文春オンライン

140年の矜持を受け継ぐ谷島屋浜松本店は常に新しい

2015/01/10

genre : エンタメ, 読書

棚にも行間はある。一等地だけじゃないひそかなオススメ

なにやら書き込む中土居店長。

 エスカレーターを上がっていくと、店舗の正面、一等地の棚がある。お約束の時間よりも少し早くついて、店内を見せていただこうと思っていたら、棚の前で何かを書いているのが中土居店長だった。厚紙のカードなどに書いたPOPを店内に貼るのはよくあるが、中土居流は、マスキングテープを棚板に貼り、サインペンなどで直接書き込んでしまうワザ。エプロンのポケットに、何色かのマスキングテープが入っていて、その場で貼り付けてはなにやら書き込んでいく。注目のミステリー『その女アレックス』には一言「4回驚く」のみ、『教団X』には「中村文則、最高の作品」、その他、「地元作家!」、「今一番好きな女流作家です」などの惹句や、ちょっとした感想、作品の特徴、エピソードなど、カードだとどうしても、後ろに本が隠れてしまう欠点があるが、これは、ちょっとした余白のメモのようだ。その場でさっと書く即興性が、かえって面白い。

マスキングテープにメッセージを。
エスカレーターで上がっていくとまず目に入る一等地の棚。

 一等地の棚には、取材時、発表されたばかりの『このミステリーがすごい! 2015年版』国内編、海外編。その隣には、葉真中顕(はまなか・あき)さんの『絶叫』を積み、CM映像を繰り返し流していて、印象的だ。この棚は店として大展開する場所、その裏手には、小さなコーナーだが「店長の棚」があって、こちらはもう少し店長の好みを出した場所になっているようだ。その一等地の隣には、静岡書店大賞の入賞作品が大量に陳列されていた。

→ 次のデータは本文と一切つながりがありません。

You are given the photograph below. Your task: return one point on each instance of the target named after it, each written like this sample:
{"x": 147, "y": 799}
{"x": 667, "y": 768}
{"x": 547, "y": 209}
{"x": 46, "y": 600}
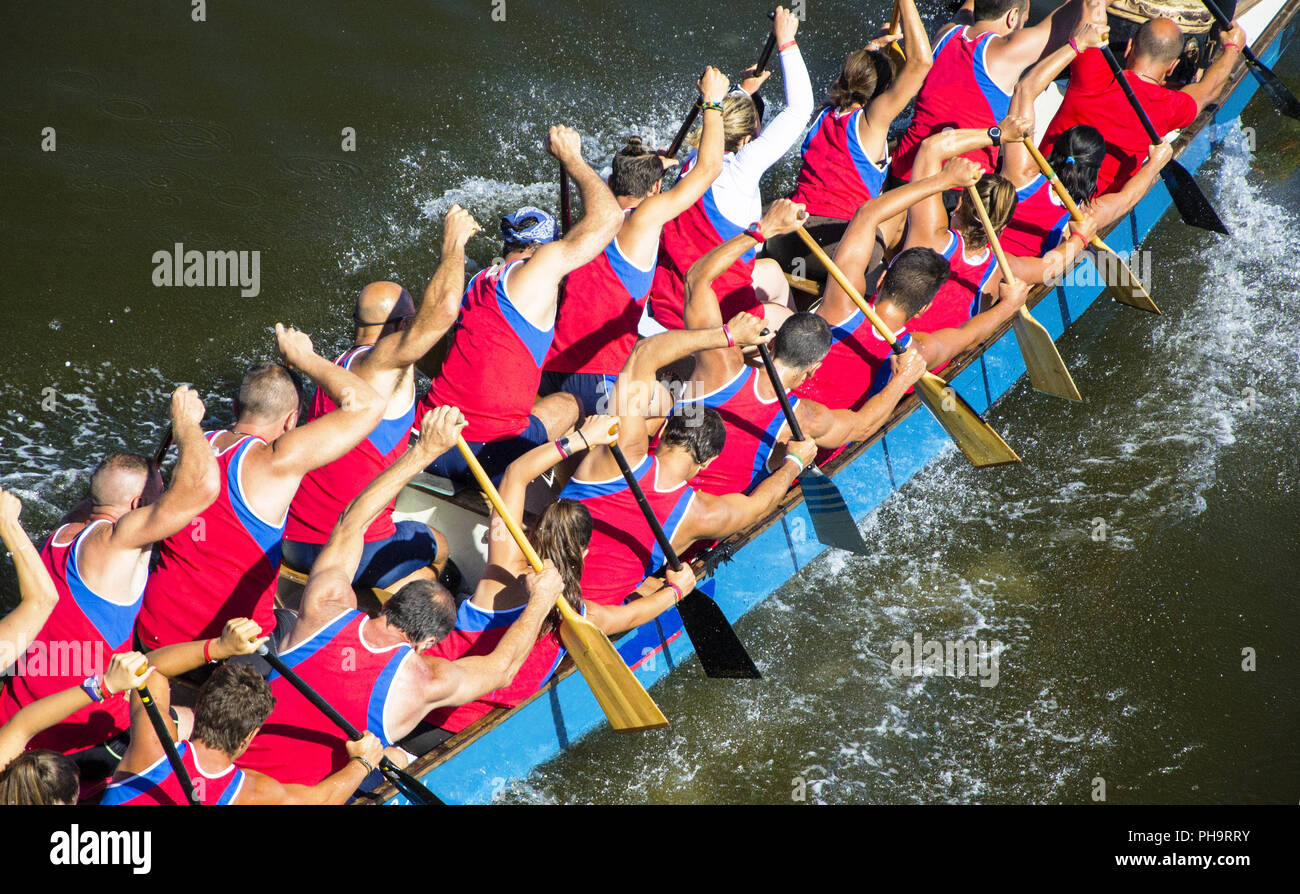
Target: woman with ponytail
{"x": 1040, "y": 220}
{"x": 845, "y": 152}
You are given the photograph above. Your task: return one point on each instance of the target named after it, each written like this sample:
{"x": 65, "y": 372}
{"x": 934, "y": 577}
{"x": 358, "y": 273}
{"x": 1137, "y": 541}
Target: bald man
{"x": 226, "y": 563}
{"x": 1095, "y": 98}
{"x": 390, "y": 337}
{"x": 99, "y": 559}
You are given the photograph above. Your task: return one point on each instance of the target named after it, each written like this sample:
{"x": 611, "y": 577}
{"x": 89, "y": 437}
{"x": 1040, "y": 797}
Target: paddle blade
{"x": 625, "y": 703}
{"x": 716, "y": 645}
{"x": 1192, "y": 204}
{"x": 831, "y": 517}
{"x": 1282, "y": 98}
{"x": 1122, "y": 283}
{"x": 976, "y": 439}
{"x": 1043, "y": 360}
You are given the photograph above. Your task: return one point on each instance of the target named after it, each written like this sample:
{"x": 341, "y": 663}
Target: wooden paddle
{"x": 831, "y": 517}
{"x": 173, "y": 756}
{"x": 1043, "y": 360}
{"x": 625, "y": 703}
{"x": 895, "y": 47}
{"x": 410, "y": 786}
{"x": 1192, "y": 204}
{"x": 1282, "y": 98}
{"x": 694, "y": 111}
{"x": 719, "y": 649}
{"x": 975, "y": 438}
{"x": 1121, "y": 282}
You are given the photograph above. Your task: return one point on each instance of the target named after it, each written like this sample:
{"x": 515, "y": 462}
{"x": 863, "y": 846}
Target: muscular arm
{"x": 874, "y": 125}
{"x": 534, "y": 285}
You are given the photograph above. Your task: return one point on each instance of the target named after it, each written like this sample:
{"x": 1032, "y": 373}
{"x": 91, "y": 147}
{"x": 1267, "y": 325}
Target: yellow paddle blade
{"x": 980, "y": 443}
{"x": 1122, "y": 283}
{"x": 625, "y": 703}
{"x": 1043, "y": 360}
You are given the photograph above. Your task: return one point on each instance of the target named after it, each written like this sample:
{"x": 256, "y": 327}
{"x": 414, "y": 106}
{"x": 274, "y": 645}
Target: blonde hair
{"x": 740, "y": 121}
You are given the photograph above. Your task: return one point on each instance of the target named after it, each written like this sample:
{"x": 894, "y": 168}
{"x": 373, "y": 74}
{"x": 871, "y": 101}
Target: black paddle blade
{"x": 1282, "y": 98}
{"x": 1192, "y": 204}
{"x": 410, "y": 786}
{"x": 719, "y": 649}
{"x": 831, "y": 517}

 一等地ばかりではない。店内のあちこちに、フェアや仕掛け、サイン本、イベント連動の棚など、飽きさせない工夫がある。マスキングテープのメッセージを探すのも楽しい。カフェと本屋とで、一日過ごしても飽きないかも。

ADVERTISEMENT

裏手の店長の棚。松家仁之さん、宮下奈都さん、畑野智美さん、塩田武士さんと、オススメに好みが見えて、ちょっといい感じ。
中土居一輝さん、『絶叫』とともに。

【本の話WEB 読者にオススメ】

 中土居店長に本の話WEBの読者へのオススメ本を聞くと、葉真中顕さんの『絶叫』(光文社)。とにかくこの本を読んでほしい。何を言ってもネタバレになってしまうが、主人公が、ほんとに細かい分岐点なのだけど、どんどん人生がずれていく様子に自分を重ねてしまう。いっしょにこれを読んで絶叫してほしいとのこと。その熱意につられて購入。原稿を書き上げる前に読み始めたら止まらないので、ちょっと自粛中。